"Not prematurely delighted, I hope, good friend. At this moment I find myself believing that the perils of the sea are nothing to certain perils of the land. Goodbye."
"Goodbye. Don't lose confidence in your lucky number—even if you do call it a 'disparity!'"
It would have been the obvious thing for Laura, after her telephone conversation with Blythe, to at least intimate to Louise that she was upon the verge of an event quite universally and correctly deemed of considerable importance in a young woman's life—her first proposal. Most women in Laura's place would have done so. But Laura's dislike for the obvious was almost a part of her religion. She had none of the benevolent marplot in her composition. She made it a point never to interfere with symmetrical sequences. Her own unhappy marital experience had by no means bereft her of sentiment; and she felt that a girl about to receive an offer of marriage should be entitled to enjoy the surprise—and in this case she knew it would be a surprise—inhering to so important an occasion. So Laura, although she visited Louise in her room after her telephone talk with Blythe, said nothing about it; but she craftily intimated, in order that Louise might look her best, that she would not be greatly surprised if Blythe were to drop in. The intimation was sufficient. Louise, a very human woman, promptly proceeded, as soon as Laura returned to her own quarters, to correct even her most trifling disarrays; so that when Blythe (astonishingly conforming to Laura's prophecy, Louise thought) arrived she looked very lovely in a one-piece dress of Quaker-grey rajah, with a band of grey velvet, which somehow suggested to Blythe the insignia of a princess, around her wonderful hair. She was at the piano, striving, soft pedal down, to extract musical sense from Strauss' "Salome" (impossible task!) when Blythe came in.

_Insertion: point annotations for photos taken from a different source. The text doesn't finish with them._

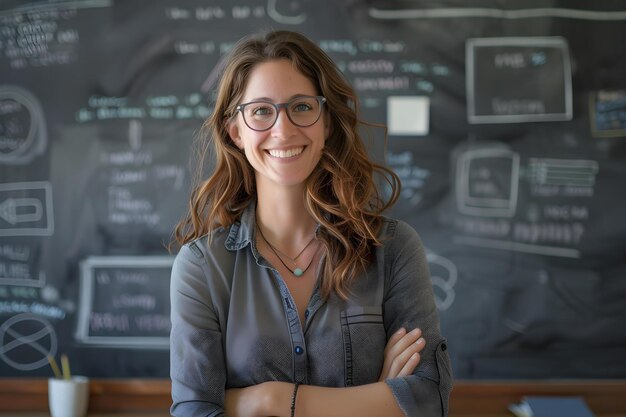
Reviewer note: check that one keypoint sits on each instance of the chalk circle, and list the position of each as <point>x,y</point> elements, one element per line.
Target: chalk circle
<point>26,340</point>
<point>22,125</point>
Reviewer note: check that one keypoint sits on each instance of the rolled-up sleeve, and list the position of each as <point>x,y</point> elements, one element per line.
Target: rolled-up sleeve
<point>409,302</point>
<point>197,368</point>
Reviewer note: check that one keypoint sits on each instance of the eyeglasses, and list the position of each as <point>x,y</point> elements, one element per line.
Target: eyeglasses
<point>302,111</point>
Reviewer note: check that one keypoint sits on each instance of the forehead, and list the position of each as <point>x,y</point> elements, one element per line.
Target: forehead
<point>277,80</point>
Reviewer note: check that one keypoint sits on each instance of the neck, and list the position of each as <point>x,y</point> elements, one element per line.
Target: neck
<point>284,218</point>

He noticed her grey dress at once.
"It is a comfort to have such a tractable, obedient ward," he said, studying the dress approvingly when she rose to greet him. "Here, a little less than a week after I threatened to insist upon your adopting the Quaker garb, I find that you've voluntarily assumed it—the color, at any rate. I know some guardians who would envy me."

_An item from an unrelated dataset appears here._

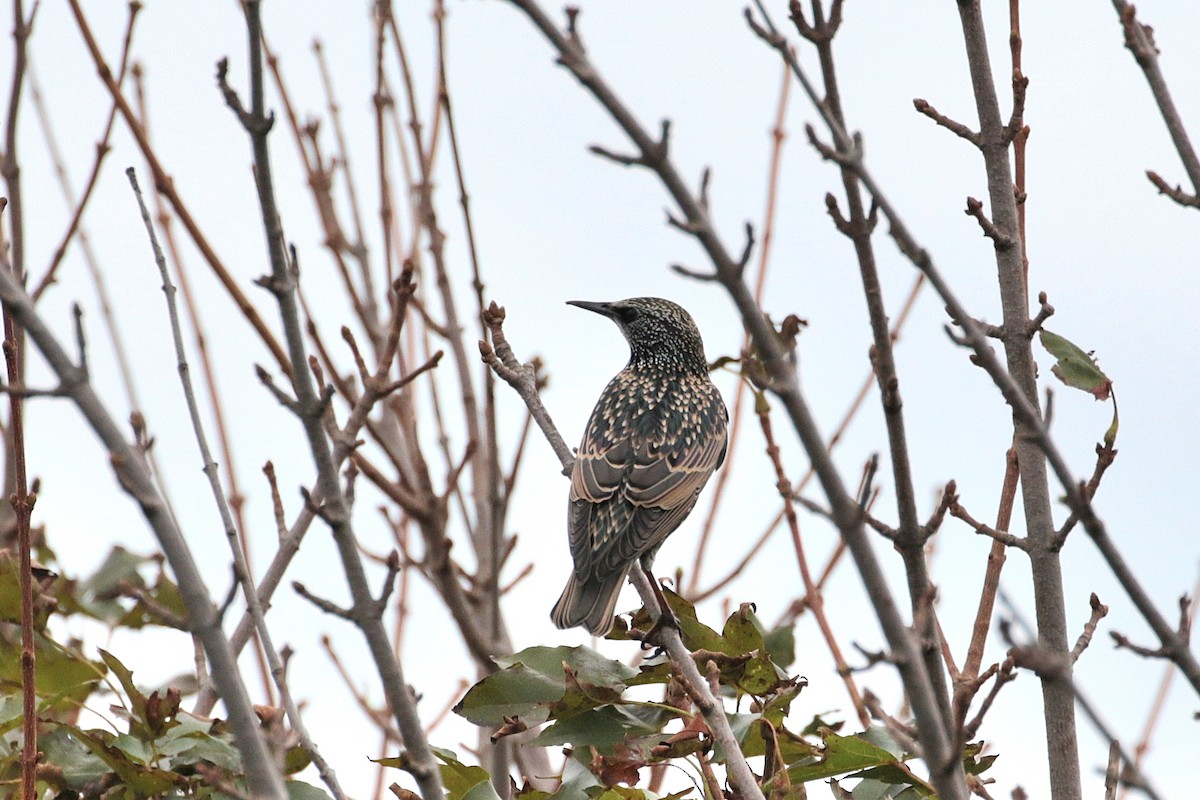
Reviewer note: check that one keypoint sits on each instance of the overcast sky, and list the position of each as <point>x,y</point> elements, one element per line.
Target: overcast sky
<point>556,223</point>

Louise, quickly at ease—which had been Blythe's purpose in beginning with persiflage—smiled with a woman's usual deprecation of a complimented costume.
"Seeing that I have had this dress for more than a year," she said, "my obedience must have become an unconscious habit before I knew you."
Blythe, a trained hand at sparring, took advantage of the opening.
"Before you knew me, perhaps, Louise," he said. "But not before I knew you. Aren't you forgetting that I knew you when you still believed in Kris Kringle and Hans Andersen?" He sighed with rather too smiling an assumption of melancholy. "That reflection, I confess, makes me feel pretty aged."